Mensen kunnen de kersen ook eten, maar pas op voor maagklachten want de pitten bevatten een behoorlijke dosis blauwzuur (uitspugen dus!). De rijpe kersen kunnen gebruikt worden om er jam van te maken en na het koken van de vruchten worden de pitten er uit gezeefd. De rinse smaak van de jam vinden sommige mensen lekker, al zijn er aanzienlijke hoeveelheden geleisuiker voor nodig om er een smakelijke jam van te maken.

De meeste kersen vallen in het najaar van de takken en komen op de bodem terecht. Het uitlopen van deze vruchten wordt sterk bepaald door de samenstelling van de bodembedekking. Op vruchtbare (kale) grond en weinig schaduw zal een groot gedeelte uit kunnen lopen. Blad (ook van de plant zelf) zal al een aanzienlijke remming geven, idem dennennaalden.

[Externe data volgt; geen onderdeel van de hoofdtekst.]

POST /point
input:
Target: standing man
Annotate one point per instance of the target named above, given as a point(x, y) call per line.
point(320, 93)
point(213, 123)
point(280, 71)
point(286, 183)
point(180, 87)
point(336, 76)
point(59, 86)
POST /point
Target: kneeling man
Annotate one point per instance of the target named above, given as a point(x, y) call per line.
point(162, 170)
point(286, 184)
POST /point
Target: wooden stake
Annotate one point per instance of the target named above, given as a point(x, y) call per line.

Het meest effectief tegen het uitlopen van de kersen is het fijne bosgras (“bochtige smele”) dat het overgrote deel van de kersen in de kiem smoort, waarschijnlijk doordat ze in het gras blijven hangen en verdrogen voordat ze de bodem kunnen bereiken.

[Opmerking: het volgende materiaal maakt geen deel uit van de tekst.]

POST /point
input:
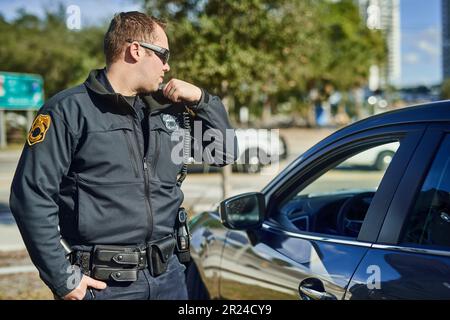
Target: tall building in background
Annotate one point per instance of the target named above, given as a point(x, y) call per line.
point(385, 15)
point(445, 38)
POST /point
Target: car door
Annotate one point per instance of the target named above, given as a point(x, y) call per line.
point(411, 259)
point(296, 254)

Een goed voorbeeld van de effectiviteit van het bosgras dat ik ooit aantrof, was een solitaire boom van minstens 25 jaar oud die door professionele motorzagers over het hoofd gezien was. Hij was kennelijk te groot om op te vallen. Een boompje van 8 cm doorsnede een paar meter verderop had mogelijk de aandacht afgeleid. Met een doorsnede van 25 cm onderaan de stam en een hoogte van ruim boven de 15 meter had deze boom jarenlang duizenden zaden laten vallen. Het resultaat was slechts een bosje struiken direct onder de grote boom waar het overvloedige blad het gras onderdrukt had. Slechts 5 meter van de boom hield het bosgras de overige zaden kennelijk probleemloos tegen.

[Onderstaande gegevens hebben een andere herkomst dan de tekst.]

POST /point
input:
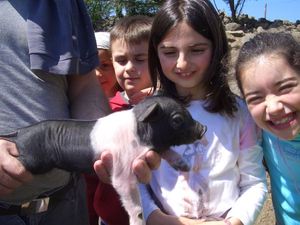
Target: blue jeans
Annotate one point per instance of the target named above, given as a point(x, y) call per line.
point(68, 208)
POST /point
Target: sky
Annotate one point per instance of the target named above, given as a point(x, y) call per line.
point(276, 9)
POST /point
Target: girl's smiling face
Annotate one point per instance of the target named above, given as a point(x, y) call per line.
point(185, 56)
point(272, 91)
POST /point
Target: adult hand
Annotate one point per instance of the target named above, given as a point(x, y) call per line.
point(12, 172)
point(141, 166)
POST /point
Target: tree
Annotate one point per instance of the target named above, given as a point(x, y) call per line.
point(104, 13)
point(235, 6)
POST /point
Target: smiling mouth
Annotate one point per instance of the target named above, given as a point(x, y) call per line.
point(283, 122)
point(185, 75)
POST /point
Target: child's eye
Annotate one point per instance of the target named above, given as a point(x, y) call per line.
point(121, 61)
point(286, 88)
point(253, 100)
point(141, 58)
point(105, 66)
point(197, 50)
point(169, 52)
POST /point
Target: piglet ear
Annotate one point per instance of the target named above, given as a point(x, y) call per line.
point(151, 113)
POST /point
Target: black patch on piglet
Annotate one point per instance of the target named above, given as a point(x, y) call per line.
point(62, 144)
point(172, 123)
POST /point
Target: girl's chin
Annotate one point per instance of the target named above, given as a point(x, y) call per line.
point(285, 135)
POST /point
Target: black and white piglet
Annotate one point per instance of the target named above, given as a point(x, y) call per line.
point(156, 123)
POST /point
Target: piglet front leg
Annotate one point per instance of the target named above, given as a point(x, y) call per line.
point(130, 197)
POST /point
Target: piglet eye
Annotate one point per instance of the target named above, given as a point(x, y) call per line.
point(176, 121)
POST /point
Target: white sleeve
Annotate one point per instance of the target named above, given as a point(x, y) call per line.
point(148, 204)
point(253, 186)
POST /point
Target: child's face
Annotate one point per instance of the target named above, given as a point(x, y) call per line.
point(185, 56)
point(130, 62)
point(272, 92)
point(105, 73)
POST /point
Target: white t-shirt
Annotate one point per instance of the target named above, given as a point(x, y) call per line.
point(227, 178)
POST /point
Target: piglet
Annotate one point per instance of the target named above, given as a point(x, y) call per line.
point(155, 123)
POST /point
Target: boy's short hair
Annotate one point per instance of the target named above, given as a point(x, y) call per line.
point(132, 29)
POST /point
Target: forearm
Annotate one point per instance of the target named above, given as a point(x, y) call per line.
point(87, 100)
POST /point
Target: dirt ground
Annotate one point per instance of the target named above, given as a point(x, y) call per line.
point(266, 217)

Mijn advies: iedereen aan de vogelkers jam!

Boris


Natuur guerrilla's en ninja's

Deze column begon met de werktitel “Weer één zomereik gered”, maar allengs kwam er het één en ander bij. Zo gaat dat soms, als je zaken in een context wil plaatsen.

Tijdens het uitlaten van de hond viel het me regelmatig op dat in een bosje vlakbij mijn huis (op gemeentegrond) een Am. vogelkers vlak langs de stam van een zomereik van een meter of 6-7 hoog groeide. Dat kan de doodsteek voor de eik betekenen, als de vogelkers met zijn uitbundige blad al het licht wegneemt. Nu kan je zoiets melden bij de gemeente, maar met alle bezuinigingen kan je dat gevoegelijk wel vergeten. Dus besloot ik er zelf maar eens wat aan te doen.
Gewapend met spa en snoeizaag kwam ik aan bij de eik om al snel tot de conclusie te komen dat de situatie veel ernstiger was dan ik dacht. Het blad van de boom had tot nu toe de werkelijke omvang van de problemen verhuld. Naast de vogelkers van een meter of 5 stonden er nog paar kleinere vogelkersen en 15 tot 20 zaailingen van de Am. eik onder de takken van de zomereik. Bovendien groeide er een bos klimop om de stam en stond er een beukje van een meter hoog bijna tegen de stam van de zomereik. Die laatste heeft de naam “eikendoder”, omdat de beuk met zijn bladrijke kroon de eiken in de buurt om zeep helpt.

Enfin, hakken maar! Eerst de zaailingen weggespit, wat bij de Am. eik lastig is, want die vormt direct een penwortel die je zo diep mogelijk moet doorsteken. De zaailingen van de Am. vogelkers waren geen probleem en de grote vogelkers was snel geringd. Daarna de klimop eraf gezaagd en getrokken en de beuk gerooid. Schoon! En de eik heeft weer volop de kans om oud te worden. Wel moet ik de besmette plek af en toe in de gaten blijven houden. Alle bedreigers hebben een grote kans om terug te komen door andere struiken en bomen in de omgeving. Er stonden ernaast nog een paar vogelkersstruiken, maar die neem ik een andere keer wel te grazen, eerst nog wat ander boswerk te doen.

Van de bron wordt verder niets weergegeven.